^ or how about when the CFL expanded into the USA:
In 1993, the league admitted its first United States franchise, the Sacramento Gold Miners, in an attempt to broaden Canadian football's popular appeal and boost league revenues. The ultimate plan was to have a league of ten Canadian and ten American teams. Spearheading the efforts were two former World League of American Football owners, Fred Anderson and Larry J. Benson, who would each receive a franchise. While the first incarnation of Benson's team, the San Antonio Texans, would not play a single down, the Gold Miners would see action, finishing with a record of 6 wins and 12 losses, placing last in the West Division. The following year saw the addition of the Las Vegas Posse, the Shreveport Pirates, and the Baltimore CFL Colts (who were forced to change their name to the Stallions after a long legal battle). Baltimore was the most successful of the American CFL teams, finishing second in the East and becoming the first American team to play for the Grey Cup.
The 1995 saw the loss of the Posse and the move of the Gold Miners to San Antonio, while the Birmingham Barracudas and Memphis Mad Dogs were added.

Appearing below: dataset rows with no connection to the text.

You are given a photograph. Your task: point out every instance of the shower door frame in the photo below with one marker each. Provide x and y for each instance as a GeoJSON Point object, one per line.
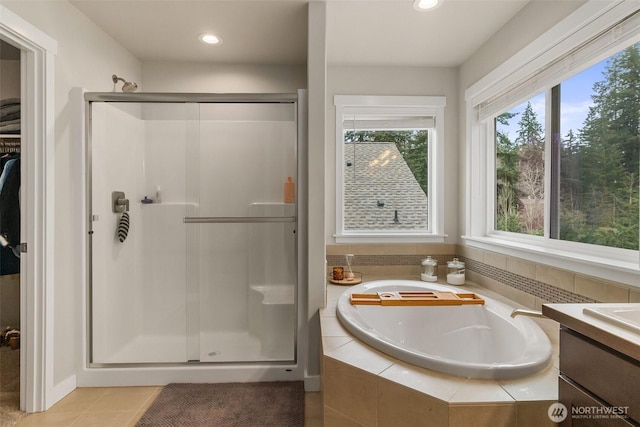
{"type": "Point", "coordinates": [94, 373]}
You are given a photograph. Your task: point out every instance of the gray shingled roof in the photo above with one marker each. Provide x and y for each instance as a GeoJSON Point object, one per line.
{"type": "Point", "coordinates": [379, 173]}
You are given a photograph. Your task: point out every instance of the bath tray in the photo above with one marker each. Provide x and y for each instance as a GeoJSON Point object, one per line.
{"type": "Point", "coordinates": [416, 298]}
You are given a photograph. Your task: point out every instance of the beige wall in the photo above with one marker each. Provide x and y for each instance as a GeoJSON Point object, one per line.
{"type": "Point", "coordinates": [211, 78]}
{"type": "Point", "coordinates": [10, 80]}
{"type": "Point", "coordinates": [87, 58]}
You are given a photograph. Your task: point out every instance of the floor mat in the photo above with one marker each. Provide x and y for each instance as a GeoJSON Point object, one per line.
{"type": "Point", "coordinates": [263, 404]}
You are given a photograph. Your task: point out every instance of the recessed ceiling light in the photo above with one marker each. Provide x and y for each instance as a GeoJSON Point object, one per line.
{"type": "Point", "coordinates": [209, 38]}
{"type": "Point", "coordinates": [426, 4]}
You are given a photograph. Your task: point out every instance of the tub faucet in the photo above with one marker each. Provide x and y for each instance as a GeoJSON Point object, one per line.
{"type": "Point", "coordinates": [523, 312]}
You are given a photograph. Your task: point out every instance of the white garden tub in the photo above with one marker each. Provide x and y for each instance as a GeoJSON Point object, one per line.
{"type": "Point", "coordinates": [477, 341]}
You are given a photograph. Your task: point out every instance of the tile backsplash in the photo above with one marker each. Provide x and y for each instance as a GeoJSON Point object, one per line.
{"type": "Point", "coordinates": [526, 282]}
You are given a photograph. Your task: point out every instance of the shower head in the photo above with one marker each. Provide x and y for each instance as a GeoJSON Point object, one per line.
{"type": "Point", "coordinates": [127, 86]}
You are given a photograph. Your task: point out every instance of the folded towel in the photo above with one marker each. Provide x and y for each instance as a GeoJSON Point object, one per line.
{"type": "Point", "coordinates": [123, 227]}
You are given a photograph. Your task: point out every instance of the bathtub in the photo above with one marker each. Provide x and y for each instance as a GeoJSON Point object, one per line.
{"type": "Point", "coordinates": [476, 341]}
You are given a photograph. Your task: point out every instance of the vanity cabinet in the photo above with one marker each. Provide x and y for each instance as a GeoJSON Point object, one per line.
{"type": "Point", "coordinates": [599, 382]}
{"type": "Point", "coordinates": [596, 383]}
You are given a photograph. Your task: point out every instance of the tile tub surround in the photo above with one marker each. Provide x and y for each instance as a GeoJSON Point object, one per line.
{"type": "Point", "coordinates": [364, 387]}
{"type": "Point", "coordinates": [528, 283]}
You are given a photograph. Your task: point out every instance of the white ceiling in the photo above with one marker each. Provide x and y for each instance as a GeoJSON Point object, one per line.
{"type": "Point", "coordinates": [359, 32]}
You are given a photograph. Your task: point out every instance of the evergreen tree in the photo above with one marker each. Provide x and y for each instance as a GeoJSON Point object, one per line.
{"type": "Point", "coordinates": [610, 156]}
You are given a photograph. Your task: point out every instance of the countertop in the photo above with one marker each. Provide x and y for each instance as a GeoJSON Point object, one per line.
{"type": "Point", "coordinates": [618, 338]}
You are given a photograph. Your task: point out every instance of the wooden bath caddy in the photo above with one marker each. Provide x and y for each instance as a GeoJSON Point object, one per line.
{"type": "Point", "coordinates": [416, 298]}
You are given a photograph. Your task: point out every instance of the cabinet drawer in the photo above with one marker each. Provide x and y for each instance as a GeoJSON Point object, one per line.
{"type": "Point", "coordinates": [612, 377]}
{"type": "Point", "coordinates": [573, 396]}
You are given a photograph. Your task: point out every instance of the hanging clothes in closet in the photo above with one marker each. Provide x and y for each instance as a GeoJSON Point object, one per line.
{"type": "Point", "coordinates": [9, 206]}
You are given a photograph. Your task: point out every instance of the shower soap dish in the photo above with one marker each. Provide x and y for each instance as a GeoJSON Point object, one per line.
{"type": "Point", "coordinates": [416, 298]}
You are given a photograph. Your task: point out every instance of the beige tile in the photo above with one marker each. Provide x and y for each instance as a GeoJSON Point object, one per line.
{"type": "Point", "coordinates": [541, 386]}
{"type": "Point", "coordinates": [555, 277]}
{"type": "Point", "coordinates": [424, 381]}
{"type": "Point", "coordinates": [80, 400]}
{"type": "Point", "coordinates": [338, 249]}
{"type": "Point", "coordinates": [313, 409]}
{"type": "Point", "coordinates": [469, 252]}
{"type": "Point", "coordinates": [126, 399]}
{"type": "Point", "coordinates": [521, 267]}
{"type": "Point", "coordinates": [105, 419]}
{"type": "Point", "coordinates": [481, 391]}
{"type": "Point", "coordinates": [482, 416]}
{"type": "Point", "coordinates": [601, 291]}
{"type": "Point", "coordinates": [50, 419]}
{"type": "Point", "coordinates": [403, 406]}
{"type": "Point", "coordinates": [333, 418]}
{"type": "Point", "coordinates": [351, 392]}
{"type": "Point", "coordinates": [330, 344]}
{"type": "Point", "coordinates": [360, 355]}
{"type": "Point", "coordinates": [534, 414]}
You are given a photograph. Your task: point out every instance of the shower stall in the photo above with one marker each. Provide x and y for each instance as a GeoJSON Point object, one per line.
{"type": "Point", "coordinates": [193, 272]}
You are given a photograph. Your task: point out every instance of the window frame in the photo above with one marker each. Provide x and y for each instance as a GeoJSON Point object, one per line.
{"type": "Point", "coordinates": [411, 105]}
{"type": "Point", "coordinates": [621, 265]}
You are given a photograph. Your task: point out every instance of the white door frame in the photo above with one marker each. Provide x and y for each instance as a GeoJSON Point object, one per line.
{"type": "Point", "coordinates": [37, 190]}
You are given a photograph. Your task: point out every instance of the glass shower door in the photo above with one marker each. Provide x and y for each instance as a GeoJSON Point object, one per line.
{"type": "Point", "coordinates": [206, 268]}
{"type": "Point", "coordinates": [138, 291]}
{"type": "Point", "coordinates": [241, 239]}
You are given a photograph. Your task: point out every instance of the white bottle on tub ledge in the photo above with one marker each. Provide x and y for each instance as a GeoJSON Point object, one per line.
{"type": "Point", "coordinates": [455, 272]}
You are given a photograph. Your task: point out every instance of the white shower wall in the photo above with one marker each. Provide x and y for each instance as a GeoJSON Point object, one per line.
{"type": "Point", "coordinates": [174, 292]}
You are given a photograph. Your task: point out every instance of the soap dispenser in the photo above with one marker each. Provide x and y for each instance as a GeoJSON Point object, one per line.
{"type": "Point", "coordinates": [289, 191]}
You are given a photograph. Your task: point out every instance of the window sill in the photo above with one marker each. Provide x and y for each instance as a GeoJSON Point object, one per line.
{"type": "Point", "coordinates": [389, 238]}
{"type": "Point", "coordinates": [611, 269]}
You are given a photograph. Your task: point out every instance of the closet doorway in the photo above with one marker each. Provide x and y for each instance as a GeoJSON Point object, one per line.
{"type": "Point", "coordinates": [37, 62]}
{"type": "Point", "coordinates": [10, 177]}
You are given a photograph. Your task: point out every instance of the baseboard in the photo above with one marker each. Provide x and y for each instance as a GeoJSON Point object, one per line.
{"type": "Point", "coordinates": [312, 383]}
{"type": "Point", "coordinates": [60, 390]}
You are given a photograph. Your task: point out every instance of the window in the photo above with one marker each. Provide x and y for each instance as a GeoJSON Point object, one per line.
{"type": "Point", "coordinates": [553, 149]}
{"type": "Point", "coordinates": [387, 184]}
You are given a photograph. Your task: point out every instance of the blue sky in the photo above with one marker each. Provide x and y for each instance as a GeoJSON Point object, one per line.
{"type": "Point", "coordinates": [575, 101]}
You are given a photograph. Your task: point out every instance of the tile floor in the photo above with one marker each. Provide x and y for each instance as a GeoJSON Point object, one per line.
{"type": "Point", "coordinates": [123, 407]}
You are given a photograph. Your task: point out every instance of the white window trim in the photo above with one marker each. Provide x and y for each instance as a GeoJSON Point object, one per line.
{"type": "Point", "coordinates": [614, 264]}
{"type": "Point", "coordinates": [426, 105]}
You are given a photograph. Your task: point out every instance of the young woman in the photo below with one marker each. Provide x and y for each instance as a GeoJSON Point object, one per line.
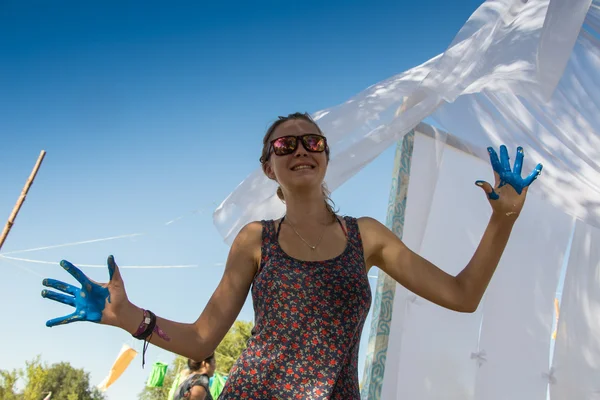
{"type": "Point", "coordinates": [308, 276]}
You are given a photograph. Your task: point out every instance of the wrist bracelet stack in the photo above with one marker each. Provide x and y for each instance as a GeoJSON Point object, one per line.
{"type": "Point", "coordinates": [145, 331]}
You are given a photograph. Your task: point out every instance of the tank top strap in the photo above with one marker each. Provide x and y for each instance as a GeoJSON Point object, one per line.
{"type": "Point", "coordinates": [353, 234]}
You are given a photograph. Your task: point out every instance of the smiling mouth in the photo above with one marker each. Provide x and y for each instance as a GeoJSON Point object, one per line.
{"type": "Point", "coordinates": [302, 167]}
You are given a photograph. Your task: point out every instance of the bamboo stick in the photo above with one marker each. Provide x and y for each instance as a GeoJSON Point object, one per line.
{"type": "Point", "coordinates": [13, 215]}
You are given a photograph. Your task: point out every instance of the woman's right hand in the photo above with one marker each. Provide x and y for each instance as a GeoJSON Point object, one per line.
{"type": "Point", "coordinates": [94, 302]}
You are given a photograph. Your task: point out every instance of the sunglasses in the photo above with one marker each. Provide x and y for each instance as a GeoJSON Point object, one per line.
{"type": "Point", "coordinates": [312, 142]}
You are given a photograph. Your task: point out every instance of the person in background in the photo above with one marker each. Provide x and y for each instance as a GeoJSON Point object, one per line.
{"type": "Point", "coordinates": [196, 385]}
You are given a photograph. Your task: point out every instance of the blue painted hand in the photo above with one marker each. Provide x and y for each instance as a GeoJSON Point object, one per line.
{"type": "Point", "coordinates": [510, 200]}
{"type": "Point", "coordinates": [92, 300]}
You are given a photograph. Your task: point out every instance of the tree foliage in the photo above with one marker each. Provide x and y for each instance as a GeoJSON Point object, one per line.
{"type": "Point", "coordinates": [62, 379]}
{"type": "Point", "coordinates": [228, 351]}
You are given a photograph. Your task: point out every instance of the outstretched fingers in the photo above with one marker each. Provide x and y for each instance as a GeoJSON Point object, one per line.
{"type": "Point", "coordinates": [112, 267]}
{"type": "Point", "coordinates": [534, 174]}
{"type": "Point", "coordinates": [75, 272]}
{"type": "Point", "coordinates": [61, 298]}
{"type": "Point", "coordinates": [494, 160]}
{"type": "Point", "coordinates": [62, 286]}
{"type": "Point", "coordinates": [504, 159]}
{"type": "Point", "coordinates": [518, 161]}
{"type": "Point", "coordinates": [488, 189]}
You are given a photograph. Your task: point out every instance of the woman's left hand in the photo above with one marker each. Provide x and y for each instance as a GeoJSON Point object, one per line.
{"type": "Point", "coordinates": [507, 196]}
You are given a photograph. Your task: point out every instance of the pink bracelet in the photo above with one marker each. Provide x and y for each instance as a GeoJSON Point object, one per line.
{"type": "Point", "coordinates": [146, 320]}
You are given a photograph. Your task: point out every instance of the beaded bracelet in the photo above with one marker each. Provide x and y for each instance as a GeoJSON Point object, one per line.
{"type": "Point", "coordinates": [145, 331]}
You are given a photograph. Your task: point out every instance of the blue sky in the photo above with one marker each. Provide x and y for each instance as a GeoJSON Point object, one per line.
{"type": "Point", "coordinates": [135, 104]}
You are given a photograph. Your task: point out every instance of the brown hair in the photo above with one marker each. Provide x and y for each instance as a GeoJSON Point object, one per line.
{"type": "Point", "coordinates": [196, 365]}
{"type": "Point", "coordinates": [267, 147]}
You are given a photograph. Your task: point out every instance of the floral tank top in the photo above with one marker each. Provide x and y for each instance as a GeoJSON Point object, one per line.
{"type": "Point", "coordinates": [309, 317]}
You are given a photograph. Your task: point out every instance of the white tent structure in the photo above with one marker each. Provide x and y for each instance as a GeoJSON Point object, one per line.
{"type": "Point", "coordinates": [518, 73]}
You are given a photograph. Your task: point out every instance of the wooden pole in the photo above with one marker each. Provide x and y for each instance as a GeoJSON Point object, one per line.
{"type": "Point", "coordinates": [13, 215]}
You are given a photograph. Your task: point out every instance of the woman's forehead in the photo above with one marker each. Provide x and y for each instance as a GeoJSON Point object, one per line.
{"type": "Point", "coordinates": [295, 127]}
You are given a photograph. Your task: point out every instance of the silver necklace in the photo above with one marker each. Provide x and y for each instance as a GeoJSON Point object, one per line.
{"type": "Point", "coordinates": [305, 242]}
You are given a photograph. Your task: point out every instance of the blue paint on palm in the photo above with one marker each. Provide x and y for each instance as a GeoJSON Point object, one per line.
{"type": "Point", "coordinates": [89, 300]}
{"type": "Point", "coordinates": [507, 177]}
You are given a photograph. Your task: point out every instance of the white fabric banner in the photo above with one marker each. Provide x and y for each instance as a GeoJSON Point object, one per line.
{"type": "Point", "coordinates": [576, 361]}
{"type": "Point", "coordinates": [507, 48]}
{"type": "Point", "coordinates": [437, 355]}
{"type": "Point", "coordinates": [518, 309]}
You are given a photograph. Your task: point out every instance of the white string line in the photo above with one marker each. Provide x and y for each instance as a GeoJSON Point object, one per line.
{"type": "Point", "coordinates": [104, 266]}
{"type": "Point", "coordinates": [72, 244]}
{"type": "Point", "coordinates": [21, 267]}
{"type": "Point", "coordinates": [197, 211]}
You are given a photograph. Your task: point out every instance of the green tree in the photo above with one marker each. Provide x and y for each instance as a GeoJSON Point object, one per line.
{"type": "Point", "coordinates": [63, 380]}
{"type": "Point", "coordinates": [178, 365]}
{"type": "Point", "coordinates": [228, 351]}
{"type": "Point", "coordinates": [8, 381]}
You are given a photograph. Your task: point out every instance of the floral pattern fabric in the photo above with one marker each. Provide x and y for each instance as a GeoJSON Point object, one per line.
{"type": "Point", "coordinates": [309, 317]}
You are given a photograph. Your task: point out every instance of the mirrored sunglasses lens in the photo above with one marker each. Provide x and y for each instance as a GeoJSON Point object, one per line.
{"type": "Point", "coordinates": [314, 143]}
{"type": "Point", "coordinates": [284, 145]}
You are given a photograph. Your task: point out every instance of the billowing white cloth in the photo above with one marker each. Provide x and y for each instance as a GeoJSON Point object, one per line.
{"type": "Point", "coordinates": [576, 361]}
{"type": "Point", "coordinates": [502, 350]}
{"type": "Point", "coordinates": [488, 87]}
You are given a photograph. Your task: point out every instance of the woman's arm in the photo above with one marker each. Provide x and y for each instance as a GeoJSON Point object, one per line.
{"type": "Point", "coordinates": [464, 291]}
{"type": "Point", "coordinates": [460, 293]}
{"type": "Point", "coordinates": [108, 303]}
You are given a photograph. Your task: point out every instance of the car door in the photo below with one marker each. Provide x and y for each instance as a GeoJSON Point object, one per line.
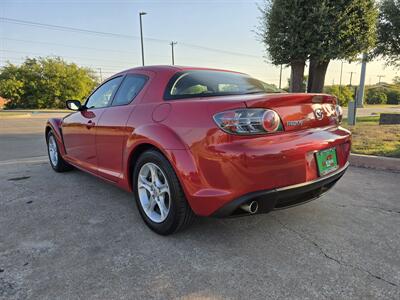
{"type": "Point", "coordinates": [79, 129]}
{"type": "Point", "coordinates": [111, 131]}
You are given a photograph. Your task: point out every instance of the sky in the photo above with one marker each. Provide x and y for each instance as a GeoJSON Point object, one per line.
{"type": "Point", "coordinates": [218, 34]}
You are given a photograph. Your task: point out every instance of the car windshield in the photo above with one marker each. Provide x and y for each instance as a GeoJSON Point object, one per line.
{"type": "Point", "coordinates": [201, 83]}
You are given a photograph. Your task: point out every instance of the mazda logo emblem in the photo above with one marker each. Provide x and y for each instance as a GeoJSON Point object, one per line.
{"type": "Point", "coordinates": [319, 114]}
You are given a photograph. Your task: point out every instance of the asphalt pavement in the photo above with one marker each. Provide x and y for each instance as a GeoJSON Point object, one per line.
{"type": "Point", "coordinates": [73, 236]}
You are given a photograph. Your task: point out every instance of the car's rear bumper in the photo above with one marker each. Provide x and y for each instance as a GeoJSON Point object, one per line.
{"type": "Point", "coordinates": [222, 168]}
{"type": "Point", "coordinates": [283, 197]}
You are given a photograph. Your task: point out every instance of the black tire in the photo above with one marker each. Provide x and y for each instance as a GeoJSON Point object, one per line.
{"type": "Point", "coordinates": [180, 214]}
{"type": "Point", "coordinates": [61, 165]}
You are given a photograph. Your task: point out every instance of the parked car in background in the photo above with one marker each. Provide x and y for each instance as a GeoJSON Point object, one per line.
{"type": "Point", "coordinates": [192, 141]}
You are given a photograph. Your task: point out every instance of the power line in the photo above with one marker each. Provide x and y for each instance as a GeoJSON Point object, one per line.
{"type": "Point", "coordinates": [69, 46]}
{"type": "Point", "coordinates": [116, 35]}
{"type": "Point", "coordinates": [73, 57]}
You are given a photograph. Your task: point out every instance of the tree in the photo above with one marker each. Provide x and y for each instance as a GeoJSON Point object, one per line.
{"type": "Point", "coordinates": [283, 26]}
{"type": "Point", "coordinates": [344, 94]}
{"type": "Point", "coordinates": [388, 45]}
{"type": "Point", "coordinates": [393, 96]}
{"type": "Point", "coordinates": [294, 31]}
{"type": "Point", "coordinates": [376, 96]}
{"type": "Point", "coordinates": [44, 83]}
{"type": "Point", "coordinates": [345, 28]}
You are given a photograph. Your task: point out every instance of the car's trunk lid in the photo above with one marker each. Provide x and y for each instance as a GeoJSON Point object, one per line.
{"type": "Point", "coordinates": [299, 111]}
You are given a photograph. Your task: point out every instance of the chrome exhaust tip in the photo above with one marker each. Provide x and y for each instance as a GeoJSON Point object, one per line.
{"type": "Point", "coordinates": [251, 207]}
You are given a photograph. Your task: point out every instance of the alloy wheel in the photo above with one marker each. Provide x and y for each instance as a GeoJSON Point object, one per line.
{"type": "Point", "coordinates": [154, 192]}
{"type": "Point", "coordinates": [53, 153]}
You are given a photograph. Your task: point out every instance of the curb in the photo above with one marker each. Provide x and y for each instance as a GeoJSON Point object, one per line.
{"type": "Point", "coordinates": [375, 162]}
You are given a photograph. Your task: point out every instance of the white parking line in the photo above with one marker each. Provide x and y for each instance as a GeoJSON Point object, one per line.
{"type": "Point", "coordinates": [28, 160]}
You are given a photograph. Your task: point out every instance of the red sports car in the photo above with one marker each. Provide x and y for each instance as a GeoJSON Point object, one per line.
{"type": "Point", "coordinates": [191, 141]}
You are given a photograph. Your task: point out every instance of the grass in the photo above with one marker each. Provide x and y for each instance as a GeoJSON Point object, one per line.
{"type": "Point", "coordinates": [370, 138]}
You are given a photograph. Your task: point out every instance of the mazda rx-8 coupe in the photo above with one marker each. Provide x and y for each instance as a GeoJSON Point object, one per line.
{"type": "Point", "coordinates": [195, 141]}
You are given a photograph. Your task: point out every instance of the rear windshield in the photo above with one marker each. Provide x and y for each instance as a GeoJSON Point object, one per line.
{"type": "Point", "coordinates": [199, 83]}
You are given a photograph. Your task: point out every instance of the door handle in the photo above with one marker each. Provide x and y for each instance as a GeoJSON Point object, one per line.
{"type": "Point", "coordinates": [90, 124]}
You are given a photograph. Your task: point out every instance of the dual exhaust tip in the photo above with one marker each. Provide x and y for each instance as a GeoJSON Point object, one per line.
{"type": "Point", "coordinates": [251, 207]}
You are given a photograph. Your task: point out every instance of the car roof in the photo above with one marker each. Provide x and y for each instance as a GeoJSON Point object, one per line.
{"type": "Point", "coordinates": [169, 68]}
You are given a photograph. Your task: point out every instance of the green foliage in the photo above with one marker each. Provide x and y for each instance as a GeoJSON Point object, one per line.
{"type": "Point", "coordinates": [389, 32]}
{"type": "Point", "coordinates": [283, 36]}
{"type": "Point", "coordinates": [44, 83]}
{"type": "Point", "coordinates": [376, 96]}
{"type": "Point", "coordinates": [294, 31]}
{"type": "Point", "coordinates": [393, 96]}
{"type": "Point", "coordinates": [344, 94]}
{"type": "Point", "coordinates": [325, 29]}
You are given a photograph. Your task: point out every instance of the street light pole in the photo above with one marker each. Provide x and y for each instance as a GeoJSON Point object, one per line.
{"type": "Point", "coordinates": [380, 78]}
{"type": "Point", "coordinates": [141, 34]}
{"type": "Point", "coordinates": [340, 82]}
{"type": "Point", "coordinates": [351, 77]}
{"type": "Point", "coordinates": [172, 49]}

However, fan interest in Canadian football, with the possible exception of the Baltimore Stallions, was sparse at best. At the end of the year, which saw the Stallions become the first American team to win the Grey Cup, all United States teams with the exception of the Stallions and the re-launched San Antonio Texans folded because of financial difficulties. When the National Football League announced that a new team was to be added in Baltimore, the Stallions looked at the possibility of relocating to nearby Richmond, Virginia, but later moved to Montreal, becoming the Alouettes. The Texans would later fold with a similar explanation.
After three seasons that included American teams, the CFL returned to an all-Canadian format in 1996 with nine teams; however, the Ottawa Rough Riders, in existence since 1876, folded before the following season. In 2002, the league expanded back to nine teams with the creation of the Ottawa Renegades. After four seasons of financial losses, the Renegades were suspended indefinitely prior to the 2006 season; their players were absorbed by the remaining teams in a dispersal draft.